Em fevereiro, um advogado representando 14 clientes de Juliana esteve na Delegacia Estadual de Repressão a Crimes Contra o Consumidor (Decon) e foi ouvido pelo delegado Webert Leonardo. A denúncia era de que a estilista estaria deixando de cumprir os contratos firmados com as noivas.

Na época, o inquérito realizado pelo delegado Frederico Maciel indiciou Juliana Pereira por crime contra as relações de consumo caracterizado por publicidade enganosa. O titular da Decon ouviu clientes e ex-funcionárias da estilista e concluiu que Juliana utilizava produtos inferiores aos que eram contratados pelas clientes.

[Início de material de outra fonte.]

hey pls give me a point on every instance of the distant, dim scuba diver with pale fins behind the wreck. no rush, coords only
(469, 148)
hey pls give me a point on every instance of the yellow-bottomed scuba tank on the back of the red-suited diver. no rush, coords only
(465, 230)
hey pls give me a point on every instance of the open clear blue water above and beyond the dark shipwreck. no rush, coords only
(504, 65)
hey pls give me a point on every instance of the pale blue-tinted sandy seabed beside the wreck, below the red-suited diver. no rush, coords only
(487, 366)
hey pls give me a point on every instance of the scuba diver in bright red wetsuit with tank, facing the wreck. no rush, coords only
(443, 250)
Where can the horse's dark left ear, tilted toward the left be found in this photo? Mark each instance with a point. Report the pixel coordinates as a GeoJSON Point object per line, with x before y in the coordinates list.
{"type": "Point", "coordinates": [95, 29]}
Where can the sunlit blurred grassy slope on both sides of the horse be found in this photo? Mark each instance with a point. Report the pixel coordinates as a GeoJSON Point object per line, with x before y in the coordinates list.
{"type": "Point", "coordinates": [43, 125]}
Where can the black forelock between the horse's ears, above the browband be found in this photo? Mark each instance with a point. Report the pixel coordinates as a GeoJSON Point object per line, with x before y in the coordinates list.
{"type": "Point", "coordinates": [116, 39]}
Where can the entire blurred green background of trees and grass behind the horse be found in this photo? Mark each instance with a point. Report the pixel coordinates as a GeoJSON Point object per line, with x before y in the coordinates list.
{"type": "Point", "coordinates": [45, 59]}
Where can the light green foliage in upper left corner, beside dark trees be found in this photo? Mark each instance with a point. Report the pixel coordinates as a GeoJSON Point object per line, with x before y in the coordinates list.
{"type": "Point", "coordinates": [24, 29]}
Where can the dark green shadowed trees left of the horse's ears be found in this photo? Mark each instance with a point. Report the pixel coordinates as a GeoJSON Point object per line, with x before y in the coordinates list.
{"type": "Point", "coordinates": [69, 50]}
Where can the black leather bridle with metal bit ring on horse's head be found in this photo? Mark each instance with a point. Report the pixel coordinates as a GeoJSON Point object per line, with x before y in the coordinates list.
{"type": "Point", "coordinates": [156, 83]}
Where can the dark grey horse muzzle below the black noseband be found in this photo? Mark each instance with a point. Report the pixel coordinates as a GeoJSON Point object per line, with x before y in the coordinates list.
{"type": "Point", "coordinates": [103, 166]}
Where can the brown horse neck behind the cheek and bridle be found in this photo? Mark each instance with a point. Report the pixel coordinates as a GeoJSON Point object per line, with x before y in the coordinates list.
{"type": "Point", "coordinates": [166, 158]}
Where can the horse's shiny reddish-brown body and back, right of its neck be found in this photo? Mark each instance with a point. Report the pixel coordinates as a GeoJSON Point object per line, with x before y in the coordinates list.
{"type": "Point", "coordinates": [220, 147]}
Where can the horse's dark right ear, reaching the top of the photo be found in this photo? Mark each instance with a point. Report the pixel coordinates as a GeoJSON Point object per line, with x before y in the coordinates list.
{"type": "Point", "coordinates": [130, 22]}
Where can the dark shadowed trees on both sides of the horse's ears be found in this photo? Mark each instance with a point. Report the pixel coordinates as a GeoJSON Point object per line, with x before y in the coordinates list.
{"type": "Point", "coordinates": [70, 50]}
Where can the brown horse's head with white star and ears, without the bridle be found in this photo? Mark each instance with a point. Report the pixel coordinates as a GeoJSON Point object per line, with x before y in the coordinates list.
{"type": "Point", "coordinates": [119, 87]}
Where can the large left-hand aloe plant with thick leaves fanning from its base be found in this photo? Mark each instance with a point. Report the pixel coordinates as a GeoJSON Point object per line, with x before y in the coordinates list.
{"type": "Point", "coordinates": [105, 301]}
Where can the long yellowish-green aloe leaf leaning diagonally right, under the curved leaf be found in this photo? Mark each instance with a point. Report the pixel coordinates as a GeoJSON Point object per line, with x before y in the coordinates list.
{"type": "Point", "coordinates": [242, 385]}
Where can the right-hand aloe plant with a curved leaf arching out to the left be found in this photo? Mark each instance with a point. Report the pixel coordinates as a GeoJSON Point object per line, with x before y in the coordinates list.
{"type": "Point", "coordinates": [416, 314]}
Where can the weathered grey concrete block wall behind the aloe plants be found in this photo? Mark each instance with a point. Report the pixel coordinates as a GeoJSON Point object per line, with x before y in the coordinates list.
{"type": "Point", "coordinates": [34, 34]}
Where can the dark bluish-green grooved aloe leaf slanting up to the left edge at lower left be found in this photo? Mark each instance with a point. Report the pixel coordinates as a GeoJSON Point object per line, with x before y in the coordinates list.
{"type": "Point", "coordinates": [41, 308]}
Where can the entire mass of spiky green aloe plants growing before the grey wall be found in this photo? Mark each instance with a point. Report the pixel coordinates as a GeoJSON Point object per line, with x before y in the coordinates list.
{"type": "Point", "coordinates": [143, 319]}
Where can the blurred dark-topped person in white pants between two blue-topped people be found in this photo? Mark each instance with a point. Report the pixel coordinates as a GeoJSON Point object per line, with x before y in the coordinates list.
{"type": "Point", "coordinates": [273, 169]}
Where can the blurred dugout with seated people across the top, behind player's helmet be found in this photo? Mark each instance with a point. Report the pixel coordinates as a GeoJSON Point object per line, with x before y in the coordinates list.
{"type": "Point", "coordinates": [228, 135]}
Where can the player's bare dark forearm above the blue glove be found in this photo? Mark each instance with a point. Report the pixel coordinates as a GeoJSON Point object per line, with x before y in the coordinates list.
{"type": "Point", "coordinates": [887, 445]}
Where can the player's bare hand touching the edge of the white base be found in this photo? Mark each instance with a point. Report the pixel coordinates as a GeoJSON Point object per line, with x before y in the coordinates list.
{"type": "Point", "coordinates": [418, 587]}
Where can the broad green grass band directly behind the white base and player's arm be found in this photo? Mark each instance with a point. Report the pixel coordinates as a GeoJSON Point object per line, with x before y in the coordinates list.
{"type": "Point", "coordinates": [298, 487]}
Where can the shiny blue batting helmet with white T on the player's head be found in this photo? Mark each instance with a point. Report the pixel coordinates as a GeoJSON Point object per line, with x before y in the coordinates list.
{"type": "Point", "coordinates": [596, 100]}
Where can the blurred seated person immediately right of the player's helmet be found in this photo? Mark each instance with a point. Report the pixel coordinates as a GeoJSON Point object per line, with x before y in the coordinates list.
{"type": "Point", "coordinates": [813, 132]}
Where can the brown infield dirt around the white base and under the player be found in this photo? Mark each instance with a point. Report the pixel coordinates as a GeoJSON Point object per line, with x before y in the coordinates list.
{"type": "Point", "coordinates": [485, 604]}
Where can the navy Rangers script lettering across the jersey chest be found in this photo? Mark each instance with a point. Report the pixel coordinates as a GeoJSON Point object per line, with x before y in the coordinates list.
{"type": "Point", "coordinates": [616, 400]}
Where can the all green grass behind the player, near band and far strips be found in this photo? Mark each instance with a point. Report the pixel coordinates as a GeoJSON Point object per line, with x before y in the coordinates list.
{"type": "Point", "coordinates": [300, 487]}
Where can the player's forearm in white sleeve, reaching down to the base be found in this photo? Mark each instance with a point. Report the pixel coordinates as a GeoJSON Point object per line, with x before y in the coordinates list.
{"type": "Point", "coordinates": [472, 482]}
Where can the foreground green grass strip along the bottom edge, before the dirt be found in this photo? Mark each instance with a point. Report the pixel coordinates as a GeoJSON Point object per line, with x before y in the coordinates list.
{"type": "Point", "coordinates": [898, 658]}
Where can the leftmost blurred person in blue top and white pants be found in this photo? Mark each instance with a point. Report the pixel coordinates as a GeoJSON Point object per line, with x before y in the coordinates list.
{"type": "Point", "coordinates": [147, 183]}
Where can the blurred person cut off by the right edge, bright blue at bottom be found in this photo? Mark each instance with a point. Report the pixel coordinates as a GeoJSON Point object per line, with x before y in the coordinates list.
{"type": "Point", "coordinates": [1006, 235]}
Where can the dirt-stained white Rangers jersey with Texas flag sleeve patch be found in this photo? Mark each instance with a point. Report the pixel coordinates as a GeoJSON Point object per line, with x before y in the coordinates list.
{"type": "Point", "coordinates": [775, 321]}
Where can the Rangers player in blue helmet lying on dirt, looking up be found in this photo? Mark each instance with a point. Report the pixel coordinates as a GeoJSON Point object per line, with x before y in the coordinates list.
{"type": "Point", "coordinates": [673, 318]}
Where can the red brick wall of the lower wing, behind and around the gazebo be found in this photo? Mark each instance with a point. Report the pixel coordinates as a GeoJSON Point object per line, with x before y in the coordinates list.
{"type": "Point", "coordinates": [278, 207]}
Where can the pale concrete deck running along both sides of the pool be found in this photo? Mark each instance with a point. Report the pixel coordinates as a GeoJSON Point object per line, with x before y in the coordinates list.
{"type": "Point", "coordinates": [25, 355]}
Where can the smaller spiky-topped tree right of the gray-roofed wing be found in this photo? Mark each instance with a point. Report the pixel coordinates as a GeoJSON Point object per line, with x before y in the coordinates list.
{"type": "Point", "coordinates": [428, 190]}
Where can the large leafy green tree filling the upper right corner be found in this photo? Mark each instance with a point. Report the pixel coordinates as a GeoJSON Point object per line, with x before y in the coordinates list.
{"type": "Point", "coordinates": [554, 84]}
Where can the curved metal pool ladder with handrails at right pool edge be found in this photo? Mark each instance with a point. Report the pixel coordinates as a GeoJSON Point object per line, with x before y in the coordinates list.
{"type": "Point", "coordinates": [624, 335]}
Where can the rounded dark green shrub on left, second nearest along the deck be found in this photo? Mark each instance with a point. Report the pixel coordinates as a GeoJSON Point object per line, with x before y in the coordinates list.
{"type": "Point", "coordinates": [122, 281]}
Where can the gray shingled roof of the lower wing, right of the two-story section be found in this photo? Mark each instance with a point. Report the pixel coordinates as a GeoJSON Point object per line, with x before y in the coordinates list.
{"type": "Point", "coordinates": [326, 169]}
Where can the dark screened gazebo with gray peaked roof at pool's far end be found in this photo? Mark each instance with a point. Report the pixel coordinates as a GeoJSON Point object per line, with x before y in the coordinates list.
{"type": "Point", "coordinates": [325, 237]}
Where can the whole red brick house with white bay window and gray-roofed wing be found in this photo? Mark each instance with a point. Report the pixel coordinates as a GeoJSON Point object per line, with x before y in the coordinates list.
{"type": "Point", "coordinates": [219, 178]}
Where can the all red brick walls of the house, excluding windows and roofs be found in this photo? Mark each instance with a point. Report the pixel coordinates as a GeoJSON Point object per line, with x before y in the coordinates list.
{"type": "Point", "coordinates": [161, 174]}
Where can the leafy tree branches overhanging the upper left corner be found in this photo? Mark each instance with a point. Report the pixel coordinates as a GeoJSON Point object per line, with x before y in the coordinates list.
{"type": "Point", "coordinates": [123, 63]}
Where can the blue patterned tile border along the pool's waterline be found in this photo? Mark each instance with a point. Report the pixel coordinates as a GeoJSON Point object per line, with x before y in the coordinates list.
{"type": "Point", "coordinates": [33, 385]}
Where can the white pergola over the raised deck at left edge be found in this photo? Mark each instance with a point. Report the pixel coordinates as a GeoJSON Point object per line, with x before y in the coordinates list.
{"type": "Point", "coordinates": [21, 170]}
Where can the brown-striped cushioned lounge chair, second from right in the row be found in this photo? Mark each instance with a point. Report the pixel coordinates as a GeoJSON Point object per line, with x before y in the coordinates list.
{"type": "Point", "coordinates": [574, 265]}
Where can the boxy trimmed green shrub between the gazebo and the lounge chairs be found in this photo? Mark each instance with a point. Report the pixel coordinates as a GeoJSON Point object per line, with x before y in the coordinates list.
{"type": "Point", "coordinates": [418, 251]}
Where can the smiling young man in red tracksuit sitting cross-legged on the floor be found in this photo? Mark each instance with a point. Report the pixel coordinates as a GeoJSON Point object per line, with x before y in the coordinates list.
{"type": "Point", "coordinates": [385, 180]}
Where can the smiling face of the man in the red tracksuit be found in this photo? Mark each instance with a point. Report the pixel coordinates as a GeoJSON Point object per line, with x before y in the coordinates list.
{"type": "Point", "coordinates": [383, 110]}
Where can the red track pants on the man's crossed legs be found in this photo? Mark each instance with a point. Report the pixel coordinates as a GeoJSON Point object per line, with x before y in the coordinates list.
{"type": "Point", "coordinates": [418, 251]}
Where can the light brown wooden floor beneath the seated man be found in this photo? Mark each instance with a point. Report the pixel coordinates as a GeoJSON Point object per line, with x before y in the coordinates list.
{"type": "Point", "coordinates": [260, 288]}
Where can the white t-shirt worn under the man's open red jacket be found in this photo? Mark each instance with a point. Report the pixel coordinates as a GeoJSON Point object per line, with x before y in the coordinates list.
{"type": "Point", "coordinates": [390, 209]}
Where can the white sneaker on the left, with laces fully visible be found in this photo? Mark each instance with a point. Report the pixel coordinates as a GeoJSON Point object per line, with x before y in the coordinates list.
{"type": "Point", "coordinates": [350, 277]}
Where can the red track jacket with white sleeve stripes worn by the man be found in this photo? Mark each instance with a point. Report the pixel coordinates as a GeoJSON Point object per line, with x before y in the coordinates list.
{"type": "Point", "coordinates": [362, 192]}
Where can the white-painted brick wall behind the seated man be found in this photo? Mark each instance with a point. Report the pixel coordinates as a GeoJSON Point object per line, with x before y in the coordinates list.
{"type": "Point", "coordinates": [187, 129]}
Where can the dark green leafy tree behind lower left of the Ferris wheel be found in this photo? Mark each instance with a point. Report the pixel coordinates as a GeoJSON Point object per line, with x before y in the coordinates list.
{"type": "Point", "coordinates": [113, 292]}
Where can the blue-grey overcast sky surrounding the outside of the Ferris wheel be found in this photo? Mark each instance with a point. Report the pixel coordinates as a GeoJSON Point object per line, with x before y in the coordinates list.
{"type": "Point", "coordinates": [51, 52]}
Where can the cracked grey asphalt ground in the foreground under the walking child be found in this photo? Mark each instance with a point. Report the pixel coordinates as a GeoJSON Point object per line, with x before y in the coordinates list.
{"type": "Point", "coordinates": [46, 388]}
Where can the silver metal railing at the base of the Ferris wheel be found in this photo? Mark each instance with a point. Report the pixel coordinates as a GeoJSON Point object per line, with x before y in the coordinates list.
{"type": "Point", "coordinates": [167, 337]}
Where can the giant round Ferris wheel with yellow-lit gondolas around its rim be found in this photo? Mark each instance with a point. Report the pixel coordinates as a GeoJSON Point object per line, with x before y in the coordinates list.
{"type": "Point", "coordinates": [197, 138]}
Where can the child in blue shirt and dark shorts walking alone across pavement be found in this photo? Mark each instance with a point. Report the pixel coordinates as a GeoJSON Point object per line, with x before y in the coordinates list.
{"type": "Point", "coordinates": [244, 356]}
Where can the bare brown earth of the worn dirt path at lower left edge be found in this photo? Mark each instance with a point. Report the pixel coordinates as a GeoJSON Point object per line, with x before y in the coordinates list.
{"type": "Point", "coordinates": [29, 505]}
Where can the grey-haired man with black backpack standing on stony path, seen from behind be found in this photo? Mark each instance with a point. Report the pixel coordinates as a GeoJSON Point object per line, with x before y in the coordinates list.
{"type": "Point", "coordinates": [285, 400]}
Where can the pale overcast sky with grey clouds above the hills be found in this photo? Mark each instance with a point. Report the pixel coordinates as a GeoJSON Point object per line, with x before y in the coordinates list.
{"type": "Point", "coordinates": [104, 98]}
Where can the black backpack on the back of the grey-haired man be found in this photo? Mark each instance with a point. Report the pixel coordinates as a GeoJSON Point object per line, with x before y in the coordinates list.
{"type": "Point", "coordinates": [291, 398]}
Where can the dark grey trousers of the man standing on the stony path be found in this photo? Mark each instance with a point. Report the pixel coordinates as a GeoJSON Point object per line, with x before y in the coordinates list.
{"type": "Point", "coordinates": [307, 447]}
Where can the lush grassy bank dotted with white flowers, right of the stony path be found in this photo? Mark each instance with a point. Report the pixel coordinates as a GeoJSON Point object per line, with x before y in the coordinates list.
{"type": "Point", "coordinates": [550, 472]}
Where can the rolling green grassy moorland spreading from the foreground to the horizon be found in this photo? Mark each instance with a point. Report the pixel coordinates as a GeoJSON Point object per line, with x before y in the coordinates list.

A estilista classifica o caso como “crime de ódio” por parte de uma cliente que ficou insatisfeita. “Eu sou sincera e falo o que penso. Não adulo ninguém. A cliente ficou insatisfeita e até me ameaçou, disse que ia destruir minha vida”, conta.

Agora, Juliana garante que vai ingressar com ação na Justiça pedindo reparos pelos prejuízos sofridos. “Fiquei cerca de três meses sem fechar nenhum contrato. Eu saía na rua e as pessoas me reconheciam e faziam cara feia.”

De acordo com o advogado da estilista, o ação na Justiça será por calúnia, dano moral e pedido de retratação por parte dos jornais que cobriram o caso.